Kural olarak kimlik taşımamamın TCK kapsamında suç teşkil etmemektedir. Çünkü kanunlarımızda kimlik taşımama şeklinde bir suç tanımı bulunmamaktadır. Fakat suç teşkil etmeyen bu eylemin yaptırımının olmadığı anlamına gelmez. Bununla birlikte 5326 sayılı Kabahatler Kanununun 40. maddesi kişileri kamu görevlilerine kimliği ve adresi ile ilgili doğru bilgi vermekle yükümlü tutmaktadır. Buna aykırı hareket etmenin sonucu 2025 yılı için 1.406,00 TL idari para cezasıdır. Buna ilaveten kimliği anlaşılıncaya kadar kişi gözaltına alınır, hatta gerekirse tutuklanabilir. Bu nedenle kimlik ya da ehliyet veya meslek kartları gibi kimlik bilgileri içeren belgelerin taşınmasında fayda bulunmaktadır.
Kimlik Kontrolü Nedir?
Suçların önlenmesi ve işlenen suçun faillerinin yakalanması için durdurma ve kimlik sorma yetkisi öncül bir işlem olup diğer tedbirlerin uygulanması için vazgeçilmezdir. Durdurma ve kimlik sorma yetkisi kolluğun başka bir makamdan, hâkimden veya savcıdan emir ya da izin almadan kullanabileceği ender yetkilerden birisidir. Bu nedenle keyfi uygulamalara mahal vermemek için kolluk güçleri tarafından son derece titizlikle kullanılması gereken bir yetkidir.
Kimlik kontrolü, polisin Cumhuriyet savcısından ya da mahkemeden karar alması gerektirmeyen resen yapılan bir işlemdir. Kimlik kontrolü polisin suç ve suçluyla mücadele etmesinde önemli bir yere sahiptir. Fakat polisin kimlik sorma yetkisi sınırsız değildir makul şüphe şartları oluştuğunda bu işlemi gerçekleştirmesi hukuka uygunluk sebebidir.

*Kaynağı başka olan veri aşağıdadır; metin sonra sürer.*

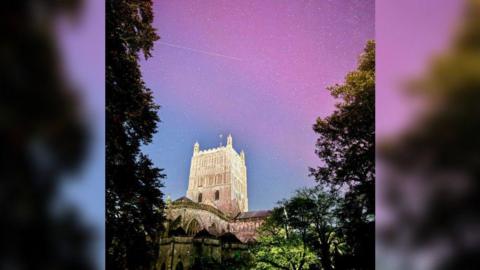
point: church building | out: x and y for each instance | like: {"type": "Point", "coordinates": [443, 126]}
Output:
{"type": "Point", "coordinates": [213, 216]}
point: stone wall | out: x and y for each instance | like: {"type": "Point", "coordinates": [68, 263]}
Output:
{"type": "Point", "coordinates": [185, 250]}
{"type": "Point", "coordinates": [218, 177]}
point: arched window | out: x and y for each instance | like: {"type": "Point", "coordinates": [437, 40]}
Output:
{"type": "Point", "coordinates": [193, 228]}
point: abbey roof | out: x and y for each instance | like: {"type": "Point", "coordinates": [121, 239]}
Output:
{"type": "Point", "coordinates": [253, 214]}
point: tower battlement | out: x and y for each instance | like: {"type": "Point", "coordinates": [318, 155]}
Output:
{"type": "Point", "coordinates": [218, 177]}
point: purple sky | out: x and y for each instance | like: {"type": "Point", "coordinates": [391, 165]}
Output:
{"type": "Point", "coordinates": [257, 69]}
{"type": "Point", "coordinates": [408, 33]}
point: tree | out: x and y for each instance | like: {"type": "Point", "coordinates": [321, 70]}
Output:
{"type": "Point", "coordinates": [346, 147]}
{"type": "Point", "coordinates": [280, 246]}
{"type": "Point", "coordinates": [321, 208]}
{"type": "Point", "coordinates": [134, 202]}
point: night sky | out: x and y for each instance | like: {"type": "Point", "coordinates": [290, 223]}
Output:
{"type": "Point", "coordinates": [255, 69]}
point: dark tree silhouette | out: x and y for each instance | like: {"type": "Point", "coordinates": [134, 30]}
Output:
{"type": "Point", "coordinates": [134, 210]}
{"type": "Point", "coordinates": [346, 147]}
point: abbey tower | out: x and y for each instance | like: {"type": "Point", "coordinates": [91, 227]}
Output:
{"type": "Point", "coordinates": [218, 177]}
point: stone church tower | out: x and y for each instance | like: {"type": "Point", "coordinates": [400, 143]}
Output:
{"type": "Point", "coordinates": [218, 177]}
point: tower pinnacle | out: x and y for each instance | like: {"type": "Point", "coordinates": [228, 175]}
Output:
{"type": "Point", "coordinates": [229, 140]}
{"type": "Point", "coordinates": [196, 148]}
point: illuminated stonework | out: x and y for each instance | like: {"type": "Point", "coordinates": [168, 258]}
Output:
{"type": "Point", "coordinates": [218, 177]}
{"type": "Point", "coordinates": [212, 221]}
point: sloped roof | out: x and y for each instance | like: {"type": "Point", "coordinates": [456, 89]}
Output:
{"type": "Point", "coordinates": [178, 232]}
{"type": "Point", "coordinates": [204, 234]}
{"type": "Point", "coordinates": [229, 237]}
{"type": "Point", "coordinates": [183, 199]}
{"type": "Point", "coordinates": [253, 214]}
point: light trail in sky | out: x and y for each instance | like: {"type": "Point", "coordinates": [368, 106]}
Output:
{"type": "Point", "coordinates": [199, 51]}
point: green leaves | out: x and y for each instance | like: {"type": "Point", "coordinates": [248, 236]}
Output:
{"type": "Point", "coordinates": [133, 197]}
{"type": "Point", "coordinates": [346, 147]}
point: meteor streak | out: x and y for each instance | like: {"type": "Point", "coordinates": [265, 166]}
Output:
{"type": "Point", "coordinates": [199, 51]}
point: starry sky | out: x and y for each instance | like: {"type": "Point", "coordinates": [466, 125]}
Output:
{"type": "Point", "coordinates": [255, 69]}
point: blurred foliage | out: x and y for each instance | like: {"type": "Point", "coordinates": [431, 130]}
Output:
{"type": "Point", "coordinates": [134, 202]}
{"type": "Point", "coordinates": [43, 137]}
{"type": "Point", "coordinates": [438, 159]}
{"type": "Point", "coordinates": [346, 147]}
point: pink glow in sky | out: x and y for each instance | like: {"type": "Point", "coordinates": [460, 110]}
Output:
{"type": "Point", "coordinates": [257, 69]}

Polisin kimlik sorma yetkisinin amaçlarını şu şekilde sıralayabiliriz:
- Suç ve kabahatlerin işlenmesini önlemek,
- İşlenmiş suçların faillerini bulup yakalamak,
- Yurt dışına giriş-çıkış yapanları kontrol etmek,
- Usulsüz giriş yapan ya da bulunan yabancıları tespit etmek,
- Adil ve dürüst (doğru) yargılamaya olanak tanımak,
- Maddi gerçeğin ortaya çıkmasına katkıda bulunmak,
- Ehliyetsiz araç kullanılmasını önlemek,
- Kimlik hırsızlığı ve sahte kimlik kullanmayı önlemek ve tespit etmek,
- Kimliği olmayan kişilerin tespit edilmesi halinde nüfusa kayıt edilmelerini sağlamak,
- Kimlik sorma ile halka güvende olma hissi vermek ve potansiyel suçluları caydırmak,
- Bu işlem ile hem halkın polise olan yaklaşımını hem de polisin halkı tanımasını sağlamak.

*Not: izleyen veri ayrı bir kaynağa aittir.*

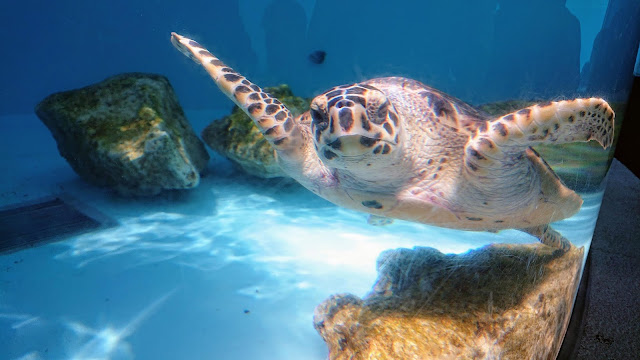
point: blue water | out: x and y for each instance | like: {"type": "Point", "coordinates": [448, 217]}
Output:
{"type": "Point", "coordinates": [234, 268]}
{"type": "Point", "coordinates": [174, 279]}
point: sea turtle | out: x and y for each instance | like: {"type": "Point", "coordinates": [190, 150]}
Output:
{"type": "Point", "coordinates": [396, 148]}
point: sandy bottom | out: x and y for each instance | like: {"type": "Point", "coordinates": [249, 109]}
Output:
{"type": "Point", "coordinates": [230, 270]}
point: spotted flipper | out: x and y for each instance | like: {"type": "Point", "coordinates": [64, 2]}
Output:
{"type": "Point", "coordinates": [273, 119]}
{"type": "Point", "coordinates": [578, 120]}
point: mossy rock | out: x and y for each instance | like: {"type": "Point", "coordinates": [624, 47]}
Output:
{"type": "Point", "coordinates": [236, 138]}
{"type": "Point", "coordinates": [497, 302]}
{"type": "Point", "coordinates": [128, 133]}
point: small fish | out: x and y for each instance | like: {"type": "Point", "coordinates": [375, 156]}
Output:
{"type": "Point", "coordinates": [317, 57]}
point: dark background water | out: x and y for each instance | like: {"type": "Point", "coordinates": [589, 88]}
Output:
{"type": "Point", "coordinates": [479, 51]}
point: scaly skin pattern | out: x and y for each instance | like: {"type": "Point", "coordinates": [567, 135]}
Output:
{"type": "Point", "coordinates": [396, 148]}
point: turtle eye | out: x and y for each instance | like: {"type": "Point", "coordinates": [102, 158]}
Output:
{"type": "Point", "coordinates": [318, 117]}
{"type": "Point", "coordinates": [381, 114]}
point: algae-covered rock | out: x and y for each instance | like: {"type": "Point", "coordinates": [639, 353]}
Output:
{"type": "Point", "coordinates": [581, 165]}
{"type": "Point", "coordinates": [497, 302]}
{"type": "Point", "coordinates": [128, 133]}
{"type": "Point", "coordinates": [236, 138]}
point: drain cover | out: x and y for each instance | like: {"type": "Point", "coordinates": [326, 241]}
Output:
{"type": "Point", "coordinates": [35, 224]}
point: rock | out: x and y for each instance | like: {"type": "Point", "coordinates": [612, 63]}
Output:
{"type": "Point", "coordinates": [128, 133]}
{"type": "Point", "coordinates": [236, 138]}
{"type": "Point", "coordinates": [497, 302]}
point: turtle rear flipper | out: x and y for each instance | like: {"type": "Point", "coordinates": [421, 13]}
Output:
{"type": "Point", "coordinates": [273, 119]}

Polis bir yerde suç işlemeye hazırlık aşamasında iken ya da suçun işlendiğini veya kararlaştırıldığını somut olaylarla ortaya koyması halinde kimlik sorma işlemi gerçekleştirebilir. Örneğin somut olaylarla birlikte toplum bakımından önemli olan bir tesis, resmî bir bina veya tehlike içinde olan bir başka nesne söz konusu olup da, bu tesise, binaya veya nesneye karşı suç işlenebileceğini gösteren veriler mevcutsa, polis binanın içinde veya yakınlarında bulunan kimselerin kimliklerini sorabilir.

Kimlik Taşımama Cezası Nedir?
Kimlik bildirmeme Kanunda suç değil, kabahat olarak düzenlenmiştir. Bu nedenle karşılığı ceza değil, idari yaptırımdır. Kimlik bildirmeme kabahati iki şekilde işlenebilir: Kimlik veya adresle ilgili bilgi verilmemesi ya da gerçeğe aykırı beyanda bulunulması. Kimlik bildirme yükümlülüğü ancak görevle bağlantılı olarak sorulması halinde kamu görevlisine karşı söz konusudur ve kimlik ve adres bilgileriyle sınırlıdır. Dolayısıyla kamu görevlisi olmayan ya da görevle ilgisi olmayan kamu görevlisine karşı kimlik bildirme yükümlüğü yoktur. Kamu görevlisi ancak görevle ilgili bir konuda kimlik ve adres bilgisi isteyebilir. Kimlik taşımama cezası 2025 yılı için 1.406,00 Türk Lirası idari para cezasıdır.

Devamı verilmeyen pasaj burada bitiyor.